India Regulatory Brief: New Rules to Ease Double Taxation, Contract Workers to Benefit from New Minimum Wage
New Tax Rules to Bring Relief from Double Taxation
The Central Board of Direct Taxes (CBDT) has drafted new rules regulating the use of Foreign Tax Credits (FTC), bringing relief to corporates and individuals with overseas income. According to national tax experts, the proposed framework allows credits to be claimed on income tax, surcharges, cesses, and Minimum Alternate Tax (MAT) liability.
The rules state that FTC can be claimed only if the taxpayer has paid tax in a foreign country and the same income is subject to Indian taxes. Assuming that income meets this requirement, all claims are to be backed by certain documents, which include a tax certificate from the foreign country – specifying the nature of income and tax amount deducted or paid – acknowledgement of paid taxes, and a declaration of no dispute over the tax amount. The draft rules also clarify that the credit cannot be claimed on a sum that is payable by way of interest, fee, or penalty. Foreign tax that is under dispute will also not be entitled to make credit claims.

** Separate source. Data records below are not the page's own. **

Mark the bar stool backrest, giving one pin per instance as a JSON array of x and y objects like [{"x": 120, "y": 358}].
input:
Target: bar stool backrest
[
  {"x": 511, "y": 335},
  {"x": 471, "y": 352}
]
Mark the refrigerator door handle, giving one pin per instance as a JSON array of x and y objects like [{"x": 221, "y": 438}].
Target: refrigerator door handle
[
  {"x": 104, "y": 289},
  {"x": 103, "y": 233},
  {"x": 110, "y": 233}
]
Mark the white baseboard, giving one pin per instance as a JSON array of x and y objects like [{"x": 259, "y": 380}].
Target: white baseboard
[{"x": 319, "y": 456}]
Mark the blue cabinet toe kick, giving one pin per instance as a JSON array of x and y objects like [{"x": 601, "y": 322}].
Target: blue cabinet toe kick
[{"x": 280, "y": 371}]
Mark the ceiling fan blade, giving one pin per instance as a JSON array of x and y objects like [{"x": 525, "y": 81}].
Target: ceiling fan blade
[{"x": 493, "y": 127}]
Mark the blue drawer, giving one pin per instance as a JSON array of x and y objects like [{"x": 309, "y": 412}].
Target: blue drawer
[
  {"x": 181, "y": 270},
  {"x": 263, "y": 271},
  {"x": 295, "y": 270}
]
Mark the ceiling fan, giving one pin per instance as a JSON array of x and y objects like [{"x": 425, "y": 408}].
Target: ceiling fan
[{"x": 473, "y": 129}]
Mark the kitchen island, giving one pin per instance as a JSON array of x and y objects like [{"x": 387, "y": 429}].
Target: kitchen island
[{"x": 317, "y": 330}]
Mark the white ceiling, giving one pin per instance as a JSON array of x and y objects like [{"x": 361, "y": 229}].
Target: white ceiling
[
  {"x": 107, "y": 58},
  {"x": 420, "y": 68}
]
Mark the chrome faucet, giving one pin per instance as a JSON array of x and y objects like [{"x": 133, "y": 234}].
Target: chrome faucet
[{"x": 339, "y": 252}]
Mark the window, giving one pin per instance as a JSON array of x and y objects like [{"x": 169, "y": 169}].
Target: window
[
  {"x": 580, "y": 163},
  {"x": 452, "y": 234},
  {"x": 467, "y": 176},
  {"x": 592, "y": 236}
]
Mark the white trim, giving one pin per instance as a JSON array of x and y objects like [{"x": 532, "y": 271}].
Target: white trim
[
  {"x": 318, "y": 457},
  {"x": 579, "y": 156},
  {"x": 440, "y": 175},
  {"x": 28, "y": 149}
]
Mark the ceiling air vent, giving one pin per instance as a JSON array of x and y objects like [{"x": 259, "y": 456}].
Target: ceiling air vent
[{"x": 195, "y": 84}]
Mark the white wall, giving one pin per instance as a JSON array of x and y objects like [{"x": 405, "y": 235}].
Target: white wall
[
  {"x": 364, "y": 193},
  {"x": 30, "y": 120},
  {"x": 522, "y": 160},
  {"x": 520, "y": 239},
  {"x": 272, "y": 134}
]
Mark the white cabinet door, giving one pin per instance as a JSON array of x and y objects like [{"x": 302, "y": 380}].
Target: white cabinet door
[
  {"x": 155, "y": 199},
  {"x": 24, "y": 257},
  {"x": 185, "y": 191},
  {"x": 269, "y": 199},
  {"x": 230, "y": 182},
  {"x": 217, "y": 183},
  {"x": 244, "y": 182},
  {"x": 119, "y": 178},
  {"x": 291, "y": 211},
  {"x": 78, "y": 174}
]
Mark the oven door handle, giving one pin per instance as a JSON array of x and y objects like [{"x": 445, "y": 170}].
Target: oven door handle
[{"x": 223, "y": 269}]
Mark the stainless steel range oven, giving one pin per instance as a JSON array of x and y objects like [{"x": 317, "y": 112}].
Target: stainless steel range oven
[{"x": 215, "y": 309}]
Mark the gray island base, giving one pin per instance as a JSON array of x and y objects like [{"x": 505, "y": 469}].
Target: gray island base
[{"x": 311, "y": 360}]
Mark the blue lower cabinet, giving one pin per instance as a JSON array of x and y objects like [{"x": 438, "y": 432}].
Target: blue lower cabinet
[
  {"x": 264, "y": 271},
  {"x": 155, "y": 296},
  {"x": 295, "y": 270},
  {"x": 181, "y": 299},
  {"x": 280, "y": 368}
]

The CBDT has opened the new rules to feedback from stakeholders till May 2. Thus, while the FTC rules are welcome, they may be still be subject to changes.
RBI Issues Directives on the Merger of Private Banks and Financial Entities
The central Reserve Bank of India (RBI) issued its master direction on April 21, guiding mergers between private sector banks as well as those between Non-Banking Financial Companies (NBFCs) and private banks. This is in addition to another master direction, which provided the framework for the issue and pricing of shares by private banks. The latter document also serves as a compilation of all the instructions on the rules and regulations framed by the RBI under various Acts covering banking issues and foreign exchange transactions, among others.
Mergers between private banks and NBFCs may be voluntary but will need the RBI’s approval to become effective. The decision of amalgamation needs also to be approved by the boards and stakeholders of the respective parties via two-third majorities. In the case of a bank’s merger with an NBFC, the RBI’s master direction states that all accounts of the NBFC must be verified as Know-Your-Customer (KYC) compliant. This is to avoid financial risks as the NBFC accounts will become that of the banks’ after the merger. For allotment of shares to investors, prior approval of the RBI must be specifically secured if the proposed amalgamation results in an aggregate holding of 5 percent or more of the paid-up capital of the bank.
New Minimum Wage Soon for Contract Workers
The minimum wage for contract workers in India will be set at U.S. $150,246 (Rs 10,000) after an executive order is passed by the central government. Implementation of the order will follow changes made to Rule 25 of the Contract Labour (Regulation and Abolition) Central Rules. The Union Minister of State for Labor and Employment, Bandaru Dattatreya announced the change on April 17.
This decision comes after a series of economic reforms were blocked in the upper house of parliament where the ruling Bharatiya Janata Party (BJP) party does not hold a majority. The use of contract labor has significantly increased in both the formal and informal sectors. This is why a directive was issued by the Supreme Court to fix the minimum wage according to the Consumer Price Index (CPI) and variations in dearness allowance (DA).
Once the Law Ministry approves the changes, an executive order will be passed directing state governments to implement the decision. After securing a minimum wage for contract workers, the government aims to establish a universal minimum wage. This is important as it will close the widening gap between employed persons in the informal sector and permanent and contracted employees. The central government also seeks to move India’s multiple labor laws into five comprehensive bills, which will make much it easier to navigate the labor market.